ACRE is the Agri-food Competition for Robot Evaluation, part of the METRICS project funded by the European Union’s Horizon 2020 research and innovation program under grant agreement No 871252. Autonomous robots compete to demonstrate their ability to perform agricultural tasks (such as removing weeds or surveying crops down to individual-plant resolution). At field campaigns, participants collect data that are then made available like the one you are seeing. For more information about ACRE and METRICS visit the official website.
After years of decline, the number of undernourished people began to slowly increase again in 2015. Food Security requires that everyone can have enough food produced in a sustainable manner. The topic is increasingly gaining attention as food scarcity is worsened by a continuously growing population. Also, food production is threatened by climate change. The topic is so relevant that is part of one of the 17 Sustainable Development Goals of the UN 2030 Agenda. In particular, Food Security is a pillar of SDG number 2, Zero Hunger.
In this context, the agricultural sector is going under a process of revolution by the introduction of digital technologies. The Digital Agricultural Revolution can help to reduce the use of resources (water, fertilizers, and pesticides), thus diminishing the environmental contamination and the costs for the farmers. Also, it could increase the climate resilience of crops and their productivity.

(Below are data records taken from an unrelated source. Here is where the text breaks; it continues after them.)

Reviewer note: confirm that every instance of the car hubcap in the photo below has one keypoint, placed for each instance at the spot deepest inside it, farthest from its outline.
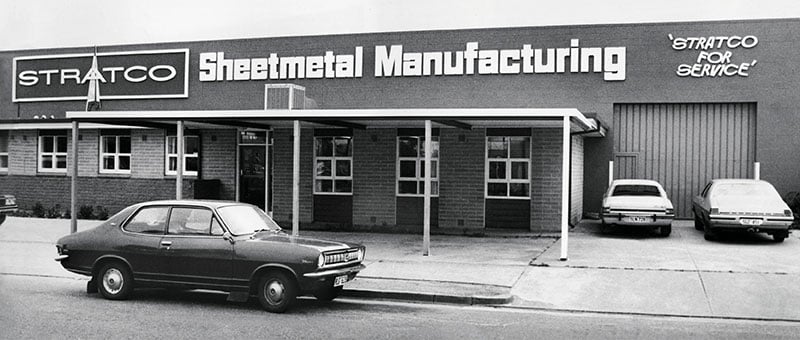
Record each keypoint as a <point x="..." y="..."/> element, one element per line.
<point x="274" y="292"/>
<point x="112" y="281"/>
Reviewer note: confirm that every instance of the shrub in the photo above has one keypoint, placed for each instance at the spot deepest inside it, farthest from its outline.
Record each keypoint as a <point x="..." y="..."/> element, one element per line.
<point x="38" y="210"/>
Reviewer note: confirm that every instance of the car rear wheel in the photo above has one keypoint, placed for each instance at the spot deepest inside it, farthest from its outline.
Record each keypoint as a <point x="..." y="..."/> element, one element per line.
<point x="276" y="291"/>
<point x="698" y="223"/>
<point x="328" y="293"/>
<point x="114" y="281"/>
<point x="664" y="231"/>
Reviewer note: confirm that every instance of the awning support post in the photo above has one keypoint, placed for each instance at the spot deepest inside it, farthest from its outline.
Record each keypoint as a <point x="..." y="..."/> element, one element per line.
<point x="426" y="224"/>
<point x="73" y="205"/>
<point x="565" y="187"/>
<point x="296" y="180"/>
<point x="757" y="170"/>
<point x="179" y="163"/>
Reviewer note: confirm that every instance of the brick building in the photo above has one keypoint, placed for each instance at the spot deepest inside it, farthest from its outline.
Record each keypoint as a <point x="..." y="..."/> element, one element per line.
<point x="680" y="103"/>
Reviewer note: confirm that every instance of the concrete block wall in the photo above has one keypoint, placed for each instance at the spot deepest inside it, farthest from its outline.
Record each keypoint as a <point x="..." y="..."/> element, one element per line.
<point x="546" y="151"/>
<point x="461" y="178"/>
<point x="282" y="176"/>
<point x="218" y="159"/>
<point x="374" y="178"/>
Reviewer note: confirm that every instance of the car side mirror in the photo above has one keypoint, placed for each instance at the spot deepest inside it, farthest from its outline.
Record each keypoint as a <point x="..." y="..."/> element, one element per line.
<point x="228" y="237"/>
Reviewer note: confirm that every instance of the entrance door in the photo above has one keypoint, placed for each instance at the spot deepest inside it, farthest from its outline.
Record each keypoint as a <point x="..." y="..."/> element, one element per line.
<point x="252" y="174"/>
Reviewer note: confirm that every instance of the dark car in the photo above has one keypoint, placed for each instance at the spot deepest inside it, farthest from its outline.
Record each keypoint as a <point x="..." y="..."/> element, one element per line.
<point x="741" y="205"/>
<point x="8" y="204"/>
<point x="227" y="246"/>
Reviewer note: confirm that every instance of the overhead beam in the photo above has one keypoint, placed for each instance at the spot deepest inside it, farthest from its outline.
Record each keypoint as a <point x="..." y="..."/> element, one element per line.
<point x="455" y="123"/>
<point x="339" y="123"/>
<point x="131" y="122"/>
<point x="234" y="123"/>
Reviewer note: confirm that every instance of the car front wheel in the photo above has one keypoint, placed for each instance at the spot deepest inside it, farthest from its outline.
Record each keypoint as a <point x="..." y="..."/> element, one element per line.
<point x="328" y="293"/>
<point x="276" y="291"/>
<point x="114" y="281"/>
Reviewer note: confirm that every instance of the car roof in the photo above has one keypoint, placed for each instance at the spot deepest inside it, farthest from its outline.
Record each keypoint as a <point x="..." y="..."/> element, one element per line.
<point x="635" y="182"/>
<point x="214" y="204"/>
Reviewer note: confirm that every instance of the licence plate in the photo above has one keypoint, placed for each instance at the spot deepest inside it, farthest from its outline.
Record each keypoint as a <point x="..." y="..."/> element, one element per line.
<point x="750" y="221"/>
<point x="340" y="280"/>
<point x="639" y="219"/>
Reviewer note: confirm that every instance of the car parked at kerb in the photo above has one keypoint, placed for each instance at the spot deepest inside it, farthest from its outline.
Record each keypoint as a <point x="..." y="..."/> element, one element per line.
<point x="219" y="245"/>
<point x="741" y="205"/>
<point x="637" y="202"/>
<point x="8" y="204"/>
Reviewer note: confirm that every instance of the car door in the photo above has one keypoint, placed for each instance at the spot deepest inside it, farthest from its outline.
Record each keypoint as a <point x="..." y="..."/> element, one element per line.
<point x="140" y="244"/>
<point x="194" y="250"/>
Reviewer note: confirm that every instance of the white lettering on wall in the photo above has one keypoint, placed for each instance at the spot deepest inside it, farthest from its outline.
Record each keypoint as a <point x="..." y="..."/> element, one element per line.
<point x="710" y="63"/>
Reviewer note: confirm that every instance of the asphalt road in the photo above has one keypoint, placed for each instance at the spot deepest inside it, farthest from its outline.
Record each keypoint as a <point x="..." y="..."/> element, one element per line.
<point x="52" y="307"/>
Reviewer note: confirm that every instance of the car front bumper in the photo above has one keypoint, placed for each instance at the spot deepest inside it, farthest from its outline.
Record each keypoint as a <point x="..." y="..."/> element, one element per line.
<point x="735" y="224"/>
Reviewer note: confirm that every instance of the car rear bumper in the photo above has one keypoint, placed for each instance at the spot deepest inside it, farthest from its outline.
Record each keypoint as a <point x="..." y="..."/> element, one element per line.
<point x="656" y="220"/>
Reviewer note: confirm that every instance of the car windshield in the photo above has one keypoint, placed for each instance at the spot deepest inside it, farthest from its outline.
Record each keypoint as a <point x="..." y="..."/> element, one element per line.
<point x="245" y="219"/>
<point x="636" y="190"/>
<point x="749" y="191"/>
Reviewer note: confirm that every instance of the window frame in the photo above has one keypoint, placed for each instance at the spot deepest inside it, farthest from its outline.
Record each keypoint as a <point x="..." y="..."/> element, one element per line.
<point x="333" y="158"/>
<point x="168" y="156"/>
<point x="418" y="166"/>
<point x="7" y="137"/>
<point x="508" y="161"/>
<point x="117" y="154"/>
<point x="40" y="154"/>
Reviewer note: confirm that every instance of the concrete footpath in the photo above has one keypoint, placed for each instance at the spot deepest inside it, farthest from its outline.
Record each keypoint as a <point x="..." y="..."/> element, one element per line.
<point x="624" y="271"/>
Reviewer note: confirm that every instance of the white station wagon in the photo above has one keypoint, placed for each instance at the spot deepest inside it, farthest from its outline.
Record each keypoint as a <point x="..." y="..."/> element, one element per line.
<point x="638" y="202"/>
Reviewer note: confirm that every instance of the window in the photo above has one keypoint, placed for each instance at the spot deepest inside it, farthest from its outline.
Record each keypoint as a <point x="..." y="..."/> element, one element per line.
<point x="115" y="154"/>
<point x="193" y="221"/>
<point x="508" y="166"/>
<point x="411" y="166"/>
<point x="191" y="155"/>
<point x="333" y="163"/>
<point x="53" y="153"/>
<point x="3" y="150"/>
<point x="148" y="220"/>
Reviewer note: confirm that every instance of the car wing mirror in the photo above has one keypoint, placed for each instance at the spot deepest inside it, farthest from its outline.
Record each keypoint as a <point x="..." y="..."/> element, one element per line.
<point x="228" y="237"/>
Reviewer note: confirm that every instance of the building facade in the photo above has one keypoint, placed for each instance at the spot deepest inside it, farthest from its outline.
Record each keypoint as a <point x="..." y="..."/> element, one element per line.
<point x="681" y="103"/>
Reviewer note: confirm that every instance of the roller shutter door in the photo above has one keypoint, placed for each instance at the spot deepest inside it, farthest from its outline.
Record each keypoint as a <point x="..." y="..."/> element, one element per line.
<point x="683" y="146"/>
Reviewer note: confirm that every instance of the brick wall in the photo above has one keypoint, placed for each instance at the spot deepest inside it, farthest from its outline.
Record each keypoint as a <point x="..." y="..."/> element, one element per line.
<point x="576" y="189"/>
<point x="374" y="176"/>
<point x="461" y="178"/>
<point x="147" y="153"/>
<point x="218" y="159"/>
<point x="282" y="176"/>
<point x="110" y="193"/>
<point x="546" y="179"/>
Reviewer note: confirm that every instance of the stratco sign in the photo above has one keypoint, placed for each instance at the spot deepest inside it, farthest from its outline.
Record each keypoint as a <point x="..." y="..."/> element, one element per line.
<point x="125" y="75"/>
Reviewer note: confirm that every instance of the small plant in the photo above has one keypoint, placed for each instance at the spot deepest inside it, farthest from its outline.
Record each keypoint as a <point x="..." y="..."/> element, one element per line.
<point x="85" y="212"/>
<point x="100" y="213"/>
<point x="38" y="210"/>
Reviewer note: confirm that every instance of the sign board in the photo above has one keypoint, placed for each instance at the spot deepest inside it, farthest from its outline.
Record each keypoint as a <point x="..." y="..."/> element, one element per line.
<point x="125" y="75"/>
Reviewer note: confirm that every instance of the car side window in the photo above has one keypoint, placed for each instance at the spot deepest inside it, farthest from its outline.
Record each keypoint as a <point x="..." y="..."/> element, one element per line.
<point x="190" y="221"/>
<point x="705" y="190"/>
<point x="148" y="220"/>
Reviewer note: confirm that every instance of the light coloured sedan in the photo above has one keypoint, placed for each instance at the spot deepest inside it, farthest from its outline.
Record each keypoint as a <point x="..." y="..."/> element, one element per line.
<point x="638" y="202"/>
<point x="741" y="205"/>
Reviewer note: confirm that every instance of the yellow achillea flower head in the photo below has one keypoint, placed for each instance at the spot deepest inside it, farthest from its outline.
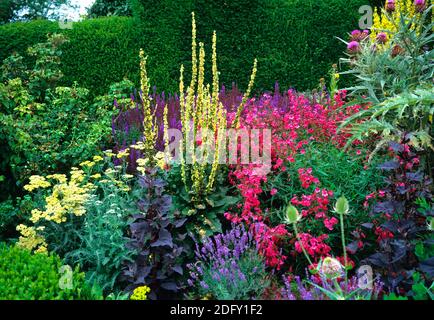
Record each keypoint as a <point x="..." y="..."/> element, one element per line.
<point x="140" y="293"/>
<point x="37" y="182"/>
<point x="30" y="239"/>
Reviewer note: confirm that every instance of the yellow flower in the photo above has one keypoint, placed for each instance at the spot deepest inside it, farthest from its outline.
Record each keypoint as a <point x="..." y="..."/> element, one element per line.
<point x="88" y="164"/>
<point x="123" y="154"/>
<point x="59" y="177"/>
<point x="140" y="293"/>
<point x="36" y="182"/>
<point x="30" y="239"/>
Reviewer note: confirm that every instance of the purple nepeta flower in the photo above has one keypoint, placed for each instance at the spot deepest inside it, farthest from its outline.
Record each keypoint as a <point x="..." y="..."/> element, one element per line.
<point x="353" y="47"/>
<point x="382" y="38"/>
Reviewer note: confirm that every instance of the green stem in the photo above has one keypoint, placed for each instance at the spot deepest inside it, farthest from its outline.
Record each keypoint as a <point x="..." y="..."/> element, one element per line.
<point x="301" y="244"/>
<point x="344" y="247"/>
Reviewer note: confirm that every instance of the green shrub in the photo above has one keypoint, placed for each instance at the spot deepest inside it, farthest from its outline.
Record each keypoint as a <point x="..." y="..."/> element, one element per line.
<point x="100" y="51"/>
<point x="44" y="127"/>
<point x="294" y="41"/>
<point x="27" y="276"/>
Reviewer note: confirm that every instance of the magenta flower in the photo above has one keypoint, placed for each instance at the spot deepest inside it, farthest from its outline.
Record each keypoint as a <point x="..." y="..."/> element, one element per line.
<point x="353" y="47"/>
<point x="364" y="34"/>
<point x="390" y="5"/>
<point x="420" y="5"/>
<point x="355" y="35"/>
<point x="382" y="37"/>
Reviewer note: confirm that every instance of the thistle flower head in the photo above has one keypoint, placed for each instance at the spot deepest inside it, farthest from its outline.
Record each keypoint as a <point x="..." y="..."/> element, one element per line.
<point x="342" y="207"/>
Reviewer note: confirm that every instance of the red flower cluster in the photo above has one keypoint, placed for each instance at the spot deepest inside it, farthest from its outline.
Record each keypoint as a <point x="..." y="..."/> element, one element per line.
<point x="315" y="247"/>
<point x="268" y="240"/>
<point x="316" y="204"/>
<point x="294" y="121"/>
<point x="306" y="177"/>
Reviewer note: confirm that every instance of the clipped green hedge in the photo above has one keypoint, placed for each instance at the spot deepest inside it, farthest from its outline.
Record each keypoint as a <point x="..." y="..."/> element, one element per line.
<point x="27" y="276"/>
<point x="294" y="41"/>
<point x="100" y="51"/>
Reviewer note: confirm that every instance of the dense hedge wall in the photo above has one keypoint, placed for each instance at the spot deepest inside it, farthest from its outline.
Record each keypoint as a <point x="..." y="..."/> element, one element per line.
<point x="100" y="51"/>
<point x="294" y="41"/>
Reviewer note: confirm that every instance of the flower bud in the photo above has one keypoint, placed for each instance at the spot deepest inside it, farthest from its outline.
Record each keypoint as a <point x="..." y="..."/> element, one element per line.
<point x="331" y="268"/>
<point x="342" y="207"/>
<point x="353" y="47"/>
<point x="292" y="215"/>
<point x="420" y="5"/>
<point x="390" y="5"/>
<point x="382" y="38"/>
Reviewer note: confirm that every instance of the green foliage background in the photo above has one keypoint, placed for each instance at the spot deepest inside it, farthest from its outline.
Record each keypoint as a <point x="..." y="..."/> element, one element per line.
<point x="294" y="41"/>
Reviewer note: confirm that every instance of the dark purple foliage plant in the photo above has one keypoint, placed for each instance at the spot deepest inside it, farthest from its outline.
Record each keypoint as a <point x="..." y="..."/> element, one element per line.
<point x="155" y="238"/>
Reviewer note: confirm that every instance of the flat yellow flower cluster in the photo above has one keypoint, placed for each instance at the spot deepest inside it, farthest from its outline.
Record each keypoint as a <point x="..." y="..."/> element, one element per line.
<point x="66" y="197"/>
<point x="388" y="22"/>
<point x="140" y="293"/>
<point x="30" y="239"/>
<point x="37" y="182"/>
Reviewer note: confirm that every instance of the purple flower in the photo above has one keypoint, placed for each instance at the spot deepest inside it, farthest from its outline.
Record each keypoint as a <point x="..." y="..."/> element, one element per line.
<point x="353" y="47"/>
<point x="204" y="285"/>
<point x="382" y="37"/>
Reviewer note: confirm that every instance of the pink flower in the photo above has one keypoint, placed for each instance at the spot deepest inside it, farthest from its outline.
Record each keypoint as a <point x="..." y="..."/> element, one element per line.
<point x="382" y="37"/>
<point x="353" y="47"/>
<point x="330" y="223"/>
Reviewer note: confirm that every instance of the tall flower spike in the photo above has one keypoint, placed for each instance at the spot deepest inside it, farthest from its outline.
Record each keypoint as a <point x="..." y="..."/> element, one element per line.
<point x="246" y="95"/>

Automatic crop and weed segmentation can be a driver of innovations to optimize the agricultural processes.
The data set we chose to focus on is the Bipbip Maize data set. It is constituted of 90 images and the corresponding 90 target masks. Unfortunately the classes to be segmented are highly unbalanced due to the most frequent presence of the Background class.
Input image | Target segmented mask |
---|---|
The data set was augmented, as shown in the following figures, through default pre-processing functions dependent on the model to be used and they were:
- tensorow.keras.applications.densenet.preprocess_input
- tensorow.keras.applications.resnet.preprocess_input
While the RGB images were of an original dimension of about 2048x1536, we choose to handle 1024x768 RGB images so that we are able to loose the minimum of information from the original, double-sized, input images.
To solve the highly unbalance of the classes to be segmented we began at first to sample the entire data set by simply counting the corresponding encounters of classes pixel by pixel and writing this count in a dictionary composed of three keys, one per class: 0,1 and 2. After having done so we exploit this precise sampling to compute the weights to assign to each class as function of their frequency. Then, to be more precise a re-weighting for each single sample has been computed.
Now that we had the weight to fix the unbalance for each single sample in training, a new loss function to handle this was needed. In Tensorow/Keras there is no existing loss to handle such specific type of weighting and the existing parameters class weight and sample weight, in the Tensorow/Keras' method Model.fit, do not work at all for our specific dynamic case and type of data (lots of issues present at their GitHub repositories). So, we wrote our new loss function which simply added the notion of weight to the output of any kind of existing loss function passed as argument.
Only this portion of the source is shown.